Connecting with nature can be beneficial to mental health and wellbeing.

There is something about being among nature’s greenspaces that just feels good. Even if a person can’t quite describe what it is that’s intriguing about being surrounded by lush, thriving plants, it’s a hard feeling to shake. According to a new study performed in Taiwan, that connection might go deeper than just a nice feeling on a spring day. Could greenery actually be directly tied to mental health? It’s an interesting possibility that has the potential to change how people look at treating such issues and what can be done to lessen the toll that the mental health crisis is currently taking on both the country and the world.
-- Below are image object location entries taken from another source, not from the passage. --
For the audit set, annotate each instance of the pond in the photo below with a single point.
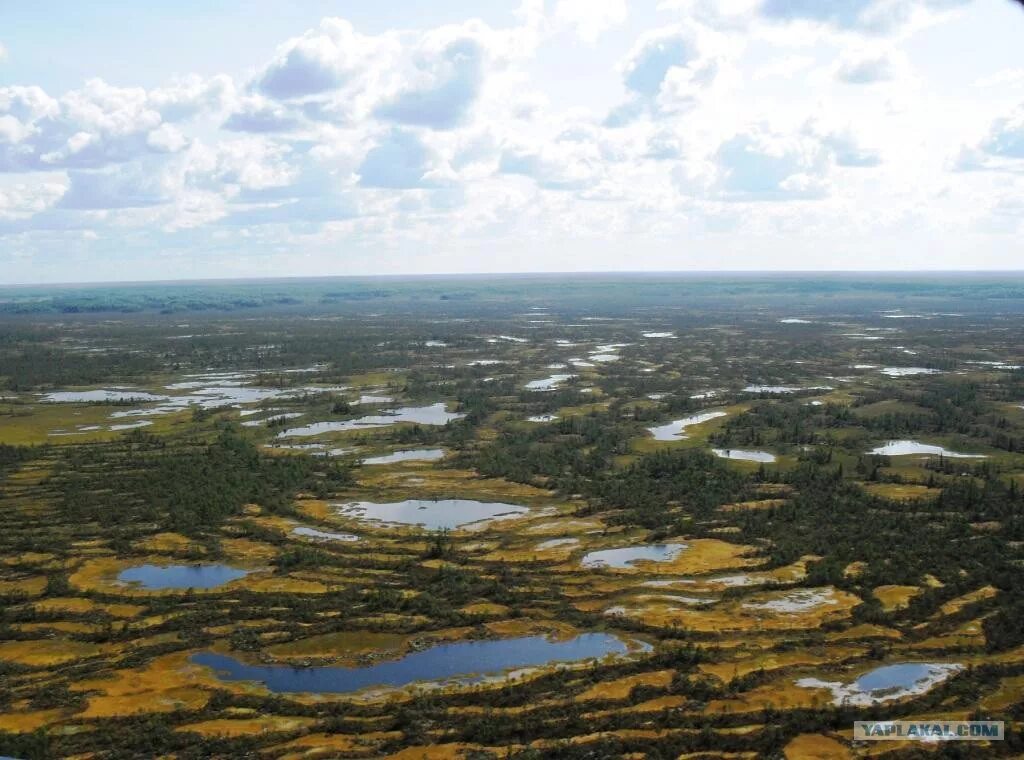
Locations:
(465, 662)
(312, 533)
(886, 683)
(744, 455)
(906, 371)
(901, 448)
(434, 515)
(412, 455)
(547, 383)
(630, 555)
(180, 576)
(103, 395)
(674, 430)
(435, 414)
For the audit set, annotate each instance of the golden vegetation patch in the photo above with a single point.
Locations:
(815, 747)
(232, 727)
(895, 597)
(621, 687)
(954, 605)
(44, 652)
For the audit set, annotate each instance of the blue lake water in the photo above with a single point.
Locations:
(465, 661)
(900, 676)
(412, 455)
(435, 515)
(181, 576)
(629, 555)
(675, 430)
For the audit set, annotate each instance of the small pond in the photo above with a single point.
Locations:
(435, 515)
(901, 448)
(674, 430)
(629, 555)
(466, 662)
(744, 455)
(435, 414)
(180, 576)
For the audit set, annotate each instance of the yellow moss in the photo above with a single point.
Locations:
(27, 722)
(895, 597)
(232, 727)
(954, 605)
(34, 586)
(621, 687)
(48, 651)
(863, 631)
(343, 645)
(815, 747)
(169, 543)
(81, 605)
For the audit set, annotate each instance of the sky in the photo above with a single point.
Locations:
(219, 138)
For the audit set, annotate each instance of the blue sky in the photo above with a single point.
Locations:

The study that was performed in Taiwan returned results that wouldn’t have necessarily been expected by many people. First, the researchers charted the location of people who have been diagnosed with bipolar disorder (BD). BD is a mental health condition that is marked by mood instability, including periods of mania or hypomania (depending on the type) followed by depressive episodes. With that information, a map was created that highlighted the location of greenery around the country.
Photo by Prasanth Inturi from Pexels
When those two maps were compared, the results were stark, and they highlighted a possible connection between bipolar disorder and greenery. People who lived in areas without greenery, or without much greenery, were more likely to have been diagnosed with bipolar disorder than those living in greener areas. That correlation does not prove a causal connection, of course, but it does provide a point of interest that will certainly be studied further.
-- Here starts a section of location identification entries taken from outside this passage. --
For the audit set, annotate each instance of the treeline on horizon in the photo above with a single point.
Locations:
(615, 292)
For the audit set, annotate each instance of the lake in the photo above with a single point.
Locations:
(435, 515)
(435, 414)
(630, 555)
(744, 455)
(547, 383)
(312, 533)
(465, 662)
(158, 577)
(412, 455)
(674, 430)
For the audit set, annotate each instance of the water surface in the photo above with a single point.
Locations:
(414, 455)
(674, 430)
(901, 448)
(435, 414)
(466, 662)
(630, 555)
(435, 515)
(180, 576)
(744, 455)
Whether or not it will be proven that there is a link between BD and nature’s greenspaces is yet to be seen, but there is little doubt that nature has a powerful impact on human health. When people spend time outside regularly, they report improved mood, lower levels of stress, greater relaxation, better physical health, and many more benefits. Science probably doesn’t yet understand exactly how important the natural world is to the health of humans as a whole.
Of course, it’s one thing to say that people should spend more time out in nature, but it’s another thing for people to have access to that nature. Those who live in big cities without much greenery to speak of may have a limited ability to access it, even if they want to be immersed in nature. So, governments and other organizations should consider this importance and find ways to make the natural world more accessible to all.
It seems unlikely that nature’s greenspaces alone are the solution to the mental health crisis, but it’s certainly possible that it can play a notable role in making strides forward. Sometimes in life, it’s helpful not to overthink things and rely on complicated solutions. Thus, surrounding people with more and more greenery should have a positive impact on mental health, even if it is a strategy that needs to be augmented with other approaches to eventually get everyone to a better place mentally and physically.
Our relationship with nature – how much we notice, think about and appreciate our natural surroundings – is critical in supporting good mental health and preventing distress.